Il prolungato lockdown a causa dell’emergenza coronavirus aveva abbassato i livelli di inquinamento atmosferico. In Cina, colosso asiatico che ha ripreso le attività prima dell’Italia, le emissioni sono tornate a salire. Situazione analoga nel nostro Paese, che dal 18 maggio cerca di tornare alla normalità. Nonostante la pandemia abbia acceso i riflettori mondiali attorno all’emergenza climatica e ambientale, la situazione non sembra sia migliorata. Tuttavia, per la salute di tutti, sarebbe bene porre maggiore accortezza: è stato dimostrato che il particolato atmosferico è in grado di trasportare il virus. Un nuovo studio, inoltre, spiega che più è alta l’esposizione alle polveri, più aumenta la probabilità che il sistema respiratorio sia predisposto a una malattia più grave e di maggiore letalità. Sembra ormai certo il rapporto tra il Covid-19 e l’inquinamento: non solo lo smog favorirebbe la diffusione del virus, ma lo renderebbe ancora più letale.

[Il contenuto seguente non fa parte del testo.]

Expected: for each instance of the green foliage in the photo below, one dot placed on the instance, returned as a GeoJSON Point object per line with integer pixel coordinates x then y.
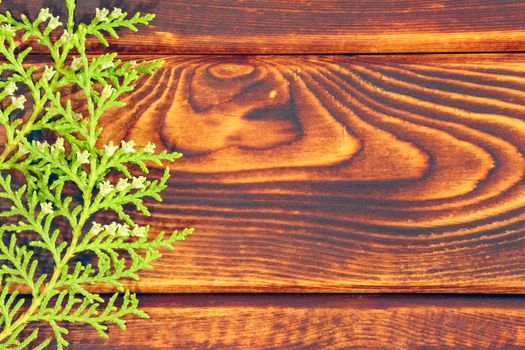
{"type": "Point", "coordinates": [67, 182]}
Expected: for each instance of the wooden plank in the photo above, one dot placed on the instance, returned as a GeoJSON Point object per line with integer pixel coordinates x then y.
{"type": "Point", "coordinates": [318, 322]}
{"type": "Point", "coordinates": [338, 173]}
{"type": "Point", "coordinates": [318, 26]}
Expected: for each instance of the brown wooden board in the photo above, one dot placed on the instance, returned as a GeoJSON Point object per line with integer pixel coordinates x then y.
{"type": "Point", "coordinates": [337, 173]}
{"type": "Point", "coordinates": [318, 322]}
{"type": "Point", "coordinates": [318, 26]}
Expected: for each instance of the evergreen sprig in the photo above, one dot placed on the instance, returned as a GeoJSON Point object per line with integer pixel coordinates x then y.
{"type": "Point", "coordinates": [53, 190]}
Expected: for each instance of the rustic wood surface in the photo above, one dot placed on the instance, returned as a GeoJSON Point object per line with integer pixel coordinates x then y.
{"type": "Point", "coordinates": [316, 26]}
{"type": "Point", "coordinates": [318, 322]}
{"type": "Point", "coordinates": [347, 174]}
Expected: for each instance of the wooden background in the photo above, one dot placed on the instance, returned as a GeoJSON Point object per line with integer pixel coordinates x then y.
{"type": "Point", "coordinates": [386, 158]}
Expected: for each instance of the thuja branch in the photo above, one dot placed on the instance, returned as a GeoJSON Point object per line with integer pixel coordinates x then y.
{"type": "Point", "coordinates": [70, 179]}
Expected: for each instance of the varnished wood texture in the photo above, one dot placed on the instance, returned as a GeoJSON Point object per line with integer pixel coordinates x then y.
{"type": "Point", "coordinates": [337, 173]}
{"type": "Point", "coordinates": [254, 322]}
{"type": "Point", "coordinates": [316, 26]}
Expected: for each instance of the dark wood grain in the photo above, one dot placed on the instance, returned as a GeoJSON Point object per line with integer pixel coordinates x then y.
{"type": "Point", "coordinates": [337, 173]}
{"type": "Point", "coordinates": [319, 26]}
{"type": "Point", "coordinates": [318, 322]}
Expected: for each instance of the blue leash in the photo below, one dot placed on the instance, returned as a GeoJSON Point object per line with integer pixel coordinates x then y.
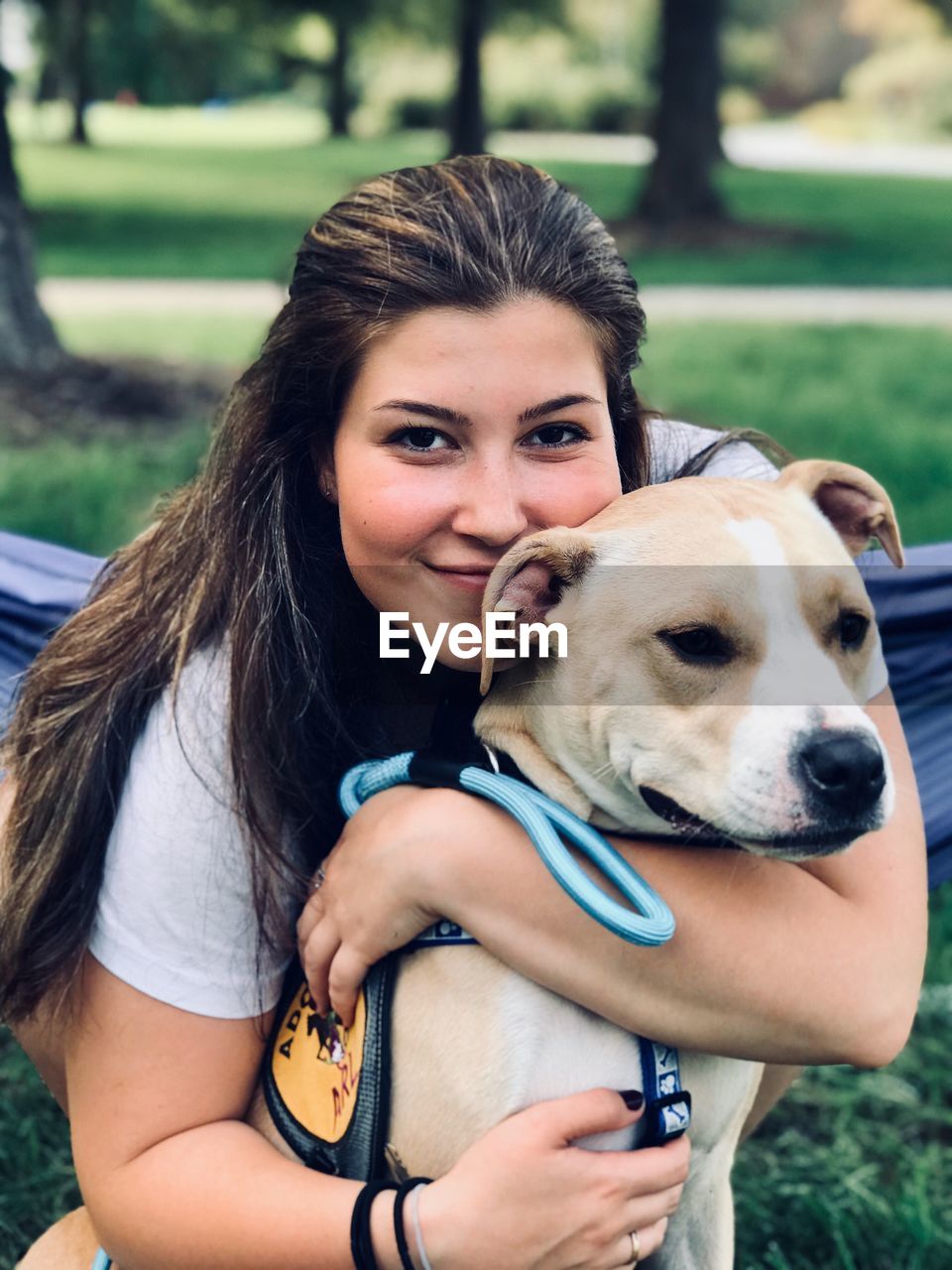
{"type": "Point", "coordinates": [546, 822]}
{"type": "Point", "coordinates": [666, 1103]}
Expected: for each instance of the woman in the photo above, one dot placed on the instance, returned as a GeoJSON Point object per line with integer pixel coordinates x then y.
{"type": "Point", "coordinates": [451, 372]}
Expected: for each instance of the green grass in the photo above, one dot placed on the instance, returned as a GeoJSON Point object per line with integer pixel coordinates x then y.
{"type": "Point", "coordinates": [119, 481]}
{"type": "Point", "coordinates": [191, 207]}
{"type": "Point", "coordinates": [874, 397]}
{"type": "Point", "coordinates": [867, 395]}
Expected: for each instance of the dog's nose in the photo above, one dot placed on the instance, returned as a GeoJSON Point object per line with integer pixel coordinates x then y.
{"type": "Point", "coordinates": [843, 771]}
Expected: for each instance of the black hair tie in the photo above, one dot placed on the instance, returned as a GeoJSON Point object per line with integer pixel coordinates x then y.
{"type": "Point", "coordinates": [361, 1241]}
{"type": "Point", "coordinates": [403, 1192]}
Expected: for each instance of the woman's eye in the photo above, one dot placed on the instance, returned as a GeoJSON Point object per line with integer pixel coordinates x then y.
{"type": "Point", "coordinates": [553, 436]}
{"type": "Point", "coordinates": [424, 441]}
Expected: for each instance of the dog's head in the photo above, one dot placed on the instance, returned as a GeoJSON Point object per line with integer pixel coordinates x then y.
{"type": "Point", "coordinates": [721, 647]}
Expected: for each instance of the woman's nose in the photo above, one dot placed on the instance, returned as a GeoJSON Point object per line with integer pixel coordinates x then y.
{"type": "Point", "coordinates": [492, 504]}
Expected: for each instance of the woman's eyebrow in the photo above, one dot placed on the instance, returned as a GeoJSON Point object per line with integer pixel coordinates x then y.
{"type": "Point", "coordinates": [448, 416]}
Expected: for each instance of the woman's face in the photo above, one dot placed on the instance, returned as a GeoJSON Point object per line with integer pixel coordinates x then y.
{"type": "Point", "coordinates": [463, 434]}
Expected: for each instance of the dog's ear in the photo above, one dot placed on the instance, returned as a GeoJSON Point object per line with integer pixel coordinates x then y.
{"type": "Point", "coordinates": [856, 506]}
{"type": "Point", "coordinates": [531, 579]}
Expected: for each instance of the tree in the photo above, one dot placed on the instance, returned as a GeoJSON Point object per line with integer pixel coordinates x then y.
{"type": "Point", "coordinates": [474, 19]}
{"type": "Point", "coordinates": [28, 343]}
{"type": "Point", "coordinates": [687, 126]}
{"type": "Point", "coordinates": [467, 122]}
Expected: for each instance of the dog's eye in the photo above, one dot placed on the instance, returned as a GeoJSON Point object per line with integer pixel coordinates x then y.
{"type": "Point", "coordinates": [852, 629]}
{"type": "Point", "coordinates": [703, 644]}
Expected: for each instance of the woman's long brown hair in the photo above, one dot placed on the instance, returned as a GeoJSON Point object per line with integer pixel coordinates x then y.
{"type": "Point", "coordinates": [249, 550]}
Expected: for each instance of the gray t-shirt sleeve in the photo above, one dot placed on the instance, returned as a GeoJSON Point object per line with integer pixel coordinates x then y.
{"type": "Point", "coordinates": [176, 916]}
{"type": "Point", "coordinates": [674, 443]}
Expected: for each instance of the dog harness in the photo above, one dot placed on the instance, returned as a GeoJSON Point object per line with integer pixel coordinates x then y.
{"type": "Point", "coordinates": [327, 1087]}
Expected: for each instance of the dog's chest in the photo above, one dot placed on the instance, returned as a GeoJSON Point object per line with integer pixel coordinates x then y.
{"type": "Point", "coordinates": [472, 1042]}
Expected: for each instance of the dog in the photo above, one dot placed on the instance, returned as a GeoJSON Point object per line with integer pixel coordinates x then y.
{"type": "Point", "coordinates": [728, 708]}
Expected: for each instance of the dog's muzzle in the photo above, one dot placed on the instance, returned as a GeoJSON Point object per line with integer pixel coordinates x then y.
{"type": "Point", "coordinates": [843, 774]}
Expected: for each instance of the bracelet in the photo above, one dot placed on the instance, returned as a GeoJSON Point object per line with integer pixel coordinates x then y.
{"type": "Point", "coordinates": [417, 1232]}
{"type": "Point", "coordinates": [361, 1242]}
{"type": "Point", "coordinates": [404, 1191]}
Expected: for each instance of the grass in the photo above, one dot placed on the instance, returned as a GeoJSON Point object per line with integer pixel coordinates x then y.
{"type": "Point", "coordinates": [866, 395]}
{"type": "Point", "coordinates": [199, 207]}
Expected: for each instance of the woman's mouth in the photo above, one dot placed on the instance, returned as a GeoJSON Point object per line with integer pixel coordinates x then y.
{"type": "Point", "coordinates": [467, 576]}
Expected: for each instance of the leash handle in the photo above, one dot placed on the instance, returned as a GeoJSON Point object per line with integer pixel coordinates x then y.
{"type": "Point", "coordinates": [547, 825]}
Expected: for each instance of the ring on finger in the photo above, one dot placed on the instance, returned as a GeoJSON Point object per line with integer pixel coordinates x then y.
{"type": "Point", "coordinates": [635, 1247]}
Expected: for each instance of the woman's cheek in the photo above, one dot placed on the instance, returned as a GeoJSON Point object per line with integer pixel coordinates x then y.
{"type": "Point", "coordinates": [391, 518]}
{"type": "Point", "coordinates": [571, 493]}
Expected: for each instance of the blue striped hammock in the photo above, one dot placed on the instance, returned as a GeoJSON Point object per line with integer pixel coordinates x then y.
{"type": "Point", "coordinates": [41, 584]}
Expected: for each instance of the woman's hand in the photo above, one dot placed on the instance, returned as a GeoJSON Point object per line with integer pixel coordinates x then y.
{"type": "Point", "coordinates": [524, 1198]}
{"type": "Point", "coordinates": [373, 896]}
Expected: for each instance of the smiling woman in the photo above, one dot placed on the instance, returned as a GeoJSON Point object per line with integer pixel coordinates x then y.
{"type": "Point", "coordinates": [451, 373]}
{"type": "Point", "coordinates": [445, 503]}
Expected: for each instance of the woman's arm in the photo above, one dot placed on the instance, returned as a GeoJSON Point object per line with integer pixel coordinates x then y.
{"type": "Point", "coordinates": [783, 962]}
{"type": "Point", "coordinates": [169, 1173]}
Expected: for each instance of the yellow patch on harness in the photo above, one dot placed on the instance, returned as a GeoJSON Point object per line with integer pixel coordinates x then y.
{"type": "Point", "coordinates": [316, 1066]}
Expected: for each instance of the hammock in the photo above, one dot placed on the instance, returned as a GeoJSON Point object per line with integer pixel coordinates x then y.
{"type": "Point", "coordinates": [41, 584]}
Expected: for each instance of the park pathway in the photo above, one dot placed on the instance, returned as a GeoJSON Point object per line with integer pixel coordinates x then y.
{"type": "Point", "coordinates": [878, 307]}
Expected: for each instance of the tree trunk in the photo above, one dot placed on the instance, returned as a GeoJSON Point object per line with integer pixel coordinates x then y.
{"type": "Point", "coordinates": [467, 135]}
{"type": "Point", "coordinates": [687, 127]}
{"type": "Point", "coordinates": [339, 90]}
{"type": "Point", "coordinates": [28, 341]}
{"type": "Point", "coordinates": [77, 68]}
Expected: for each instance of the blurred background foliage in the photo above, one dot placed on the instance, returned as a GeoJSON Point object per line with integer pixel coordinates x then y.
{"type": "Point", "coordinates": [858, 66]}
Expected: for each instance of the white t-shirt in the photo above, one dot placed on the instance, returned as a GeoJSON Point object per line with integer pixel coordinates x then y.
{"type": "Point", "coordinates": [176, 915]}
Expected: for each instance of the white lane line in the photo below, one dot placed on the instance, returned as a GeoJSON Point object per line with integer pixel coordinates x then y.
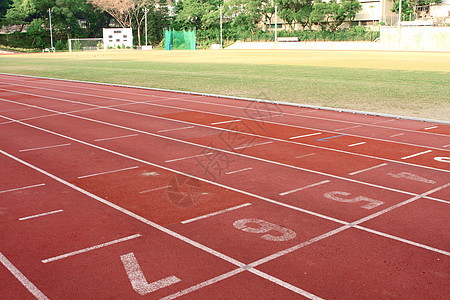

Coronavirus, il rapporto con l’inquinamento

Il merito è di uno studio quasi interamente italiano, che ha compreso la stretta interconnessione tra la letalità del coronavirus e i tassi di inquinamento nell’aria. Così si è scoperto che: “Il coronavirus uccide di più dove l’aria è inquinata”. La ricerca ha preso in esame i dati di comuni e province italiane, considerando il numero dei contagi e dei decessi, per verificare se il virus fosse più letale dove è peggiore la qualità dell’aria.

Così è emerso che nelle zone più inquinate la mortalità è il doppio di aree geografiche in cui l’aria è più pulita. “Le nostre stime indicano che la differenza tra province più esposte a polveri sottili (in Lombardia) e meno esposte (in Sardegna) è di circa 1.200 casi e 600 morti in un mese, un dato che implicherebbe il raddoppio della mortalità”. A dichiararlo a La Stampa è stato il responsabile dello studio, il professor Leonardo Becchetti.

Insieme a Becchetti, professore dell’Università Tor Vergata di Roma, ha lavorato nell’indagine anche il collega Gianluigi Conzo di Tor Vergata, Pierluigi Conzo dell’università di Torino e Francesco Salustri, del Centro di ricerca sull’economia della salute dell’Università di Oxford. “Il nostro studio trova un’associazione statistica molto significativa tra inquinamento, contagi e gravità degli esiti del COVID-19”, ha aggiunto Becchetti.

Il virus nel particolato atmosferico

Il legame tra il nuovo coronavirus e lo smog era già stato evidenziato da Alessandro Miani, presidente di Sima. A le Iene, infatti, aveva spiegato che le polveri sottili trasportano il coronavirus.

Si tratta di una scoperta dal risvolto importante: “Potrebbe diventare un modo per capire quanto il coronavirus si sta diffondendo in una determinata zona”, ha spiegato Miani alla trasmissione di Italia 1. E ancora: “Se il virus si trova nell’aria, questo può essere usato come indicatore precoce per capire se si sta diffondendo di nuovo in una determinata zona e agire per evitare una nuova epidemia”. Infatti, se il periodo medio di incubazione del Covid-19 è di circa una settimana, la presenza nell’aria del virus potrebbe essere registrata subito. La rilevazione potrebbe essere fondamentale soprattutto nel corso della fase 2.